Secretary for the Civil Service
- Incumbent
- Assumed office 1 July 2022
- Chief Executive: John Lee
- Preceded by: Patrick Nip

Permanent Secretary for the Civil Service
- In office 7 August 2020 – 30 June 2022
- Chief Executive: Carrie Lam
- Preceded by: Thomas Chow [zh]
- Succeeded by: Clement Leung [zh]

Permanent Secretary for Education
- In office 26 July 2017 – 6 August 2020

Personal details
- Born: January 8, 1965 (age 61)
- Children: 1
- Alma mater: University of Hong Kong

= Ingrid Yeung =

Hong Kong civil servant (born 1965)

Ingrid Yeung Ho Poi-yan (楊何蓓茵, born 8 January 1965) is the current Secretary for the Civil Service in Hong Kong, appointed on 1 July 2022 as part of John Lee Ka-chiu's administration.

== Biography ==
Yeung attended North Point Virtue Primary School and Kindergarten (kindergarten department, enrolled in 1968), then she enrolled in St. Francis' Canossian College, in 1981, she participated in the "1981 Hong Kong Youth Translation Competition" sponsored by the Home Affairs Department and organized by the Peninsula Junior Chamber of Commerce, and won the first place in the student group.
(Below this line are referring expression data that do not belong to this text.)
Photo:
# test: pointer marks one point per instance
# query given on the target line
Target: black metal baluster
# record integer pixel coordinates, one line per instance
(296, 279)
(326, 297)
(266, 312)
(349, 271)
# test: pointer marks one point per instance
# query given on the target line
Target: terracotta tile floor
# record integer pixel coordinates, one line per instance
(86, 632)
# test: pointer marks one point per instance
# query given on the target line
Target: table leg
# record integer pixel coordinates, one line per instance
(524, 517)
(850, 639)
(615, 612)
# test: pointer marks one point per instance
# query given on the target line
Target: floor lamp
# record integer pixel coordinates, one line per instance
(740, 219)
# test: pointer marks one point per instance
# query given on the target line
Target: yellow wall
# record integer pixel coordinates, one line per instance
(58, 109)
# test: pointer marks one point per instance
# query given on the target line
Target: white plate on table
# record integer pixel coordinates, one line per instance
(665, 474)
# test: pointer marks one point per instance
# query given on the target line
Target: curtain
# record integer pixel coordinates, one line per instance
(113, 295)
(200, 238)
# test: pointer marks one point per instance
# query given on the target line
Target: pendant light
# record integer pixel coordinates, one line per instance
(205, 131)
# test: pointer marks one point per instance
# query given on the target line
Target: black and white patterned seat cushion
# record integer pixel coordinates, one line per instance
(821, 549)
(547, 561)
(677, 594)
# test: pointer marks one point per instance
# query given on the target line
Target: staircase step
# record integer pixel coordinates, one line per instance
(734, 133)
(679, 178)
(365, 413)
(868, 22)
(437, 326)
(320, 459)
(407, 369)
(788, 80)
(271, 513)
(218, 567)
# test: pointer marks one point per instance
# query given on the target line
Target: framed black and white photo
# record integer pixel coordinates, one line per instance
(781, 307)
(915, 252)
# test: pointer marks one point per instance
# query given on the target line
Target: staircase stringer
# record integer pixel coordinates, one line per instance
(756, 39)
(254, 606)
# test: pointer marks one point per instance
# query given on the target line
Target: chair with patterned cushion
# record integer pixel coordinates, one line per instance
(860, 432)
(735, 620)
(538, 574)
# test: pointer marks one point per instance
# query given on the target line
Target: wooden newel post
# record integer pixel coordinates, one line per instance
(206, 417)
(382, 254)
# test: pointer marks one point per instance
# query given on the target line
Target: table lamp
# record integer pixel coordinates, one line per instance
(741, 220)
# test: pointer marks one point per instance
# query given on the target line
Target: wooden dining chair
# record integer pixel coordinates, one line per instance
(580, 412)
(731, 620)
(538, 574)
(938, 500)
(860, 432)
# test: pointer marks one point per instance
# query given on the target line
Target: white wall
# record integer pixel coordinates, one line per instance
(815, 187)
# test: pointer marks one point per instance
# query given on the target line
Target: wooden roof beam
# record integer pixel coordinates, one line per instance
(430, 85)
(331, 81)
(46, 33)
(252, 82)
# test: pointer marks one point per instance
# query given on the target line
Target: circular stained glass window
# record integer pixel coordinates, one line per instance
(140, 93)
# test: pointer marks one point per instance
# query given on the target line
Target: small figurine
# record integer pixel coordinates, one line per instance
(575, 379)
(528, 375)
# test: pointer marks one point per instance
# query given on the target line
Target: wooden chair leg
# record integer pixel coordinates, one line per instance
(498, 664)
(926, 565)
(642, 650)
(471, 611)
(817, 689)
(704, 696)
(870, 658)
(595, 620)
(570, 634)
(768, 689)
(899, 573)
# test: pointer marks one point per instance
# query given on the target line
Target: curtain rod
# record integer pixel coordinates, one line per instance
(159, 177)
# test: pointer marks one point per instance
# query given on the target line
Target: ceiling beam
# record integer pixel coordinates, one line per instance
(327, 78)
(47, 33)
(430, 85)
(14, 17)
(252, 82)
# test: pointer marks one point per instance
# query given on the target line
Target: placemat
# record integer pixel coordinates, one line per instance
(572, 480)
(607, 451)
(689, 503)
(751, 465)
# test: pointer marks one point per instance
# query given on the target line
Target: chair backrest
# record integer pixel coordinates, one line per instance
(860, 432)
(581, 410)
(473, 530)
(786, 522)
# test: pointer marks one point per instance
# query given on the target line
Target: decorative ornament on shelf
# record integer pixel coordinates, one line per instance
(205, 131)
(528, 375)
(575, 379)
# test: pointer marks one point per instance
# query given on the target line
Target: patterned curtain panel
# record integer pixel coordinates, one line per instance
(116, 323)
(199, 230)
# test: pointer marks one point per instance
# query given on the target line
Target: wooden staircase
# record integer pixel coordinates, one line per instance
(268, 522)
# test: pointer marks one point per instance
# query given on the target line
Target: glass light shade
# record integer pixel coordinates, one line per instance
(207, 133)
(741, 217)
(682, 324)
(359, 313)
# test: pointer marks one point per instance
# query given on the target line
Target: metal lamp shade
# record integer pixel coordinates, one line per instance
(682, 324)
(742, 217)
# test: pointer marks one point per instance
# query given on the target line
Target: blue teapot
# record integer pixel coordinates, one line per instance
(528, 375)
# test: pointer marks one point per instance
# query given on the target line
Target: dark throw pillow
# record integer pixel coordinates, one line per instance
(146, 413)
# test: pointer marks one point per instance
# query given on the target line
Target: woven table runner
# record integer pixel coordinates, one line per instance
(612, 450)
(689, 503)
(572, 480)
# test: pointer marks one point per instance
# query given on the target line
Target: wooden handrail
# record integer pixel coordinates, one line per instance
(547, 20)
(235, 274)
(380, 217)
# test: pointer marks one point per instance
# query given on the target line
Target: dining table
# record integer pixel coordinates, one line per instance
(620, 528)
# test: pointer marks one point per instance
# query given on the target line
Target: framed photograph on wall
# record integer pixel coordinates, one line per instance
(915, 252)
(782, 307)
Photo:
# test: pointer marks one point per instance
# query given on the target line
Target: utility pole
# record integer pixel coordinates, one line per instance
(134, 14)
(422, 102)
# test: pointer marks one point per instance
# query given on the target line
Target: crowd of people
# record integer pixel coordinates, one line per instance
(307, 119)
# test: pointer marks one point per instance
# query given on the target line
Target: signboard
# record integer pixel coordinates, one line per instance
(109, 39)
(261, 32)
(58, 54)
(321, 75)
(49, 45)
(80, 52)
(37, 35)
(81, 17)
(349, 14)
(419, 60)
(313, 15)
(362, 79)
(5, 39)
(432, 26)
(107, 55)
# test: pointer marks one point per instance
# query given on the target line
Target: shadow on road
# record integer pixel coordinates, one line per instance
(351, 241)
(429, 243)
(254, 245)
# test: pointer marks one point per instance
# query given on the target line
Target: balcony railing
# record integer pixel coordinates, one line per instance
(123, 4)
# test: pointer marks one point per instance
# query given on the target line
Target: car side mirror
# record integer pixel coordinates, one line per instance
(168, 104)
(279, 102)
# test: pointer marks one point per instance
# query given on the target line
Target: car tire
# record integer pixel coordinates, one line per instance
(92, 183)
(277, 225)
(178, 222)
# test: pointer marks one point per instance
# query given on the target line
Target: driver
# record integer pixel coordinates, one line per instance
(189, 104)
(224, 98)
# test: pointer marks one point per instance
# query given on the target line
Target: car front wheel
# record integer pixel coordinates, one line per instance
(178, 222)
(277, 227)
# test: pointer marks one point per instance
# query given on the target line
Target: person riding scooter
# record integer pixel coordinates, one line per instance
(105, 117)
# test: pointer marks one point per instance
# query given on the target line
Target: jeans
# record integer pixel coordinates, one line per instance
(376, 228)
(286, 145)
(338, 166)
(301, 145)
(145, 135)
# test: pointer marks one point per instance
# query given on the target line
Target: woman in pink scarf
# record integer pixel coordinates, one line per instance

According to her official government profile, she started government work in 1986 as an executive officer. She was the Commissioner for Transport from 2012-2017, the Permanent Secretary for Education from 2017-2020, and the Permanent Secretary for the Civil Service from 2020-2022.

=== Secretary for the Civil Service ===
In October 2022, Yeung announced that the Civil Service code of conduct would be updated to remove the "political neutrality" core value. In addition, Yeung also said "Events in recent years and the international situation today shows the importance of patriots administering Hong Kong."
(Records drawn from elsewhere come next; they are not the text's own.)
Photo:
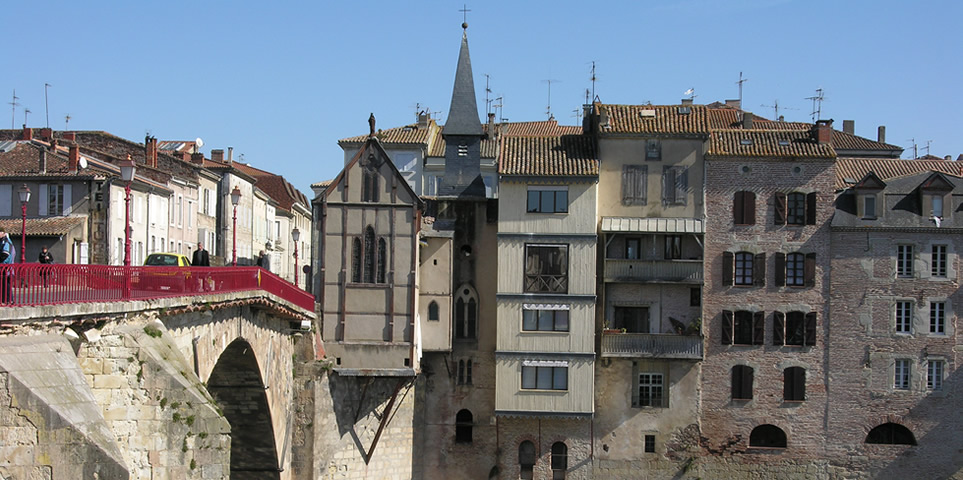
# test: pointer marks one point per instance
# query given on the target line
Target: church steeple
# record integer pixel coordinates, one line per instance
(463, 112)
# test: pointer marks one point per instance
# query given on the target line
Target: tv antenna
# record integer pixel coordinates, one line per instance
(740, 82)
(548, 109)
(817, 104)
(46, 105)
(13, 113)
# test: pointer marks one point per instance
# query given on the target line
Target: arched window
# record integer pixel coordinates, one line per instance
(382, 259)
(526, 460)
(559, 460)
(891, 434)
(356, 260)
(463, 426)
(742, 382)
(369, 260)
(466, 312)
(767, 436)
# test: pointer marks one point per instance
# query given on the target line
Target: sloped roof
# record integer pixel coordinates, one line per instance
(566, 155)
(889, 168)
(655, 119)
(767, 143)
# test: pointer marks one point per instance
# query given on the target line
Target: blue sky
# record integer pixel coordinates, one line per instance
(281, 82)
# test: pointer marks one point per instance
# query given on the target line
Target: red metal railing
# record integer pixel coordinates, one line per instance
(42, 284)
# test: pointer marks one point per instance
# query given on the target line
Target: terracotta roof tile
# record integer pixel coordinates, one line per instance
(767, 143)
(888, 168)
(655, 119)
(49, 226)
(566, 155)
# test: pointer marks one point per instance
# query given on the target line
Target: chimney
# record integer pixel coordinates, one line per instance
(849, 126)
(73, 164)
(823, 131)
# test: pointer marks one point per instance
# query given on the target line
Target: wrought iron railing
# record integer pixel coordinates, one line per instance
(652, 345)
(43, 284)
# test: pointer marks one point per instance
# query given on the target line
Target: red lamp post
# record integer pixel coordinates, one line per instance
(24, 198)
(127, 170)
(295, 235)
(235, 199)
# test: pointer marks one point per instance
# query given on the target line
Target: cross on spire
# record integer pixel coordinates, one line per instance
(464, 10)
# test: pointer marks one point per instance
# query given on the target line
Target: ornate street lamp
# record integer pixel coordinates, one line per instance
(127, 170)
(295, 235)
(24, 198)
(235, 199)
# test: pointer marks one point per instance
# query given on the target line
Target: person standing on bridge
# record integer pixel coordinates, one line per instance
(8, 253)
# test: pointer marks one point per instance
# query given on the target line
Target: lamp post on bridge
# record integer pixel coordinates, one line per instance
(24, 198)
(295, 235)
(235, 199)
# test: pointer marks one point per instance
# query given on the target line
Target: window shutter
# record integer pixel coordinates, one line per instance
(809, 269)
(810, 329)
(780, 269)
(759, 270)
(68, 200)
(778, 328)
(727, 327)
(758, 328)
(42, 200)
(811, 208)
(727, 266)
(681, 186)
(779, 208)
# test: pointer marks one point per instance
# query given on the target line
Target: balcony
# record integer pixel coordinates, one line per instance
(652, 345)
(653, 271)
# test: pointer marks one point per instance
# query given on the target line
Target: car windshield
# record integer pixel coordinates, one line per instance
(167, 260)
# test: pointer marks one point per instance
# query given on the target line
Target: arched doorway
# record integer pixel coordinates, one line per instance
(236, 385)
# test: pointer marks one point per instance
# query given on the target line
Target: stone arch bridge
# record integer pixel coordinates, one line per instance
(181, 387)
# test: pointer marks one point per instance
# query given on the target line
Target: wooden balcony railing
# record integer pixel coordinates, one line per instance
(663, 271)
(652, 345)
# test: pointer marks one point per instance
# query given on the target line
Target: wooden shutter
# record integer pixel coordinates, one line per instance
(779, 208)
(759, 270)
(727, 327)
(810, 329)
(811, 208)
(728, 264)
(780, 269)
(758, 328)
(809, 269)
(778, 328)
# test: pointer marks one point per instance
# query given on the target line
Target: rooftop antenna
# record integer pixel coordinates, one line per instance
(817, 104)
(46, 105)
(740, 82)
(548, 110)
(13, 113)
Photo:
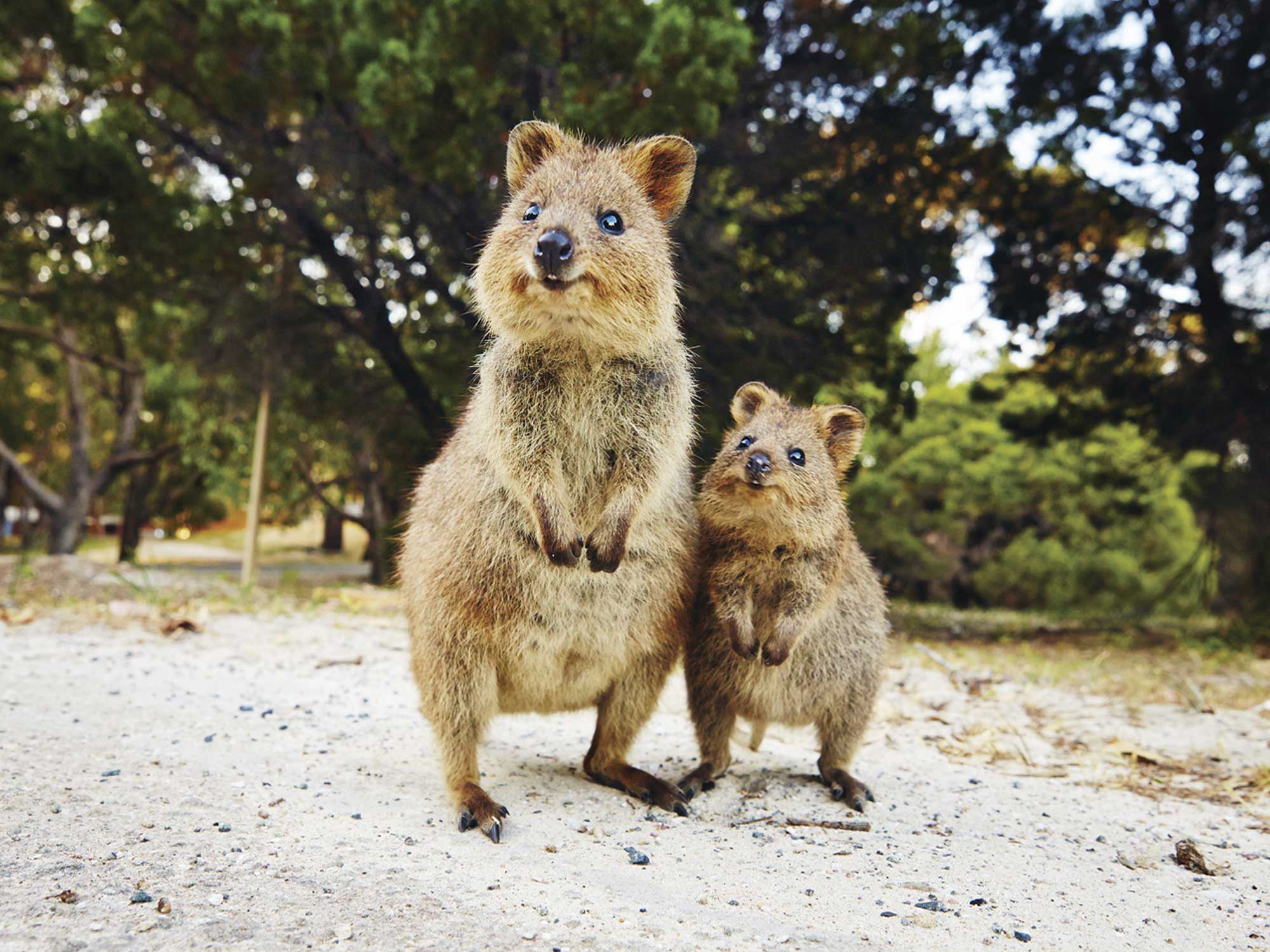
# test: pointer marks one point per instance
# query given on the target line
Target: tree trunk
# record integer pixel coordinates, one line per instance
(333, 531)
(67, 525)
(137, 511)
(377, 525)
(257, 491)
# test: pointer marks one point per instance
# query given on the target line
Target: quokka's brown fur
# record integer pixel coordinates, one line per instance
(791, 623)
(548, 563)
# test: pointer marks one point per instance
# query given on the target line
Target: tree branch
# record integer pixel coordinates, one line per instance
(316, 491)
(100, 360)
(45, 497)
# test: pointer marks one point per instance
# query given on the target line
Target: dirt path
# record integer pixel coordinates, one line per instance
(274, 803)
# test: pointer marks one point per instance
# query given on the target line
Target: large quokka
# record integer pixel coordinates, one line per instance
(791, 623)
(549, 564)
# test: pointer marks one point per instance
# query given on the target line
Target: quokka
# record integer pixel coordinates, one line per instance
(791, 623)
(549, 559)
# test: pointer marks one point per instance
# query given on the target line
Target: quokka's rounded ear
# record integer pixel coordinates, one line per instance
(750, 399)
(528, 148)
(664, 167)
(844, 431)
In August 2023, Yeung said that civil servants would need to declare all arrests, and could be transferred to other positions or fired; one union representative asked why this was necessary for those found innocent.

In January 2024, Yeung said that civil servants should be careful of their personal opinions and must speak carefully, both in their personal lives and online.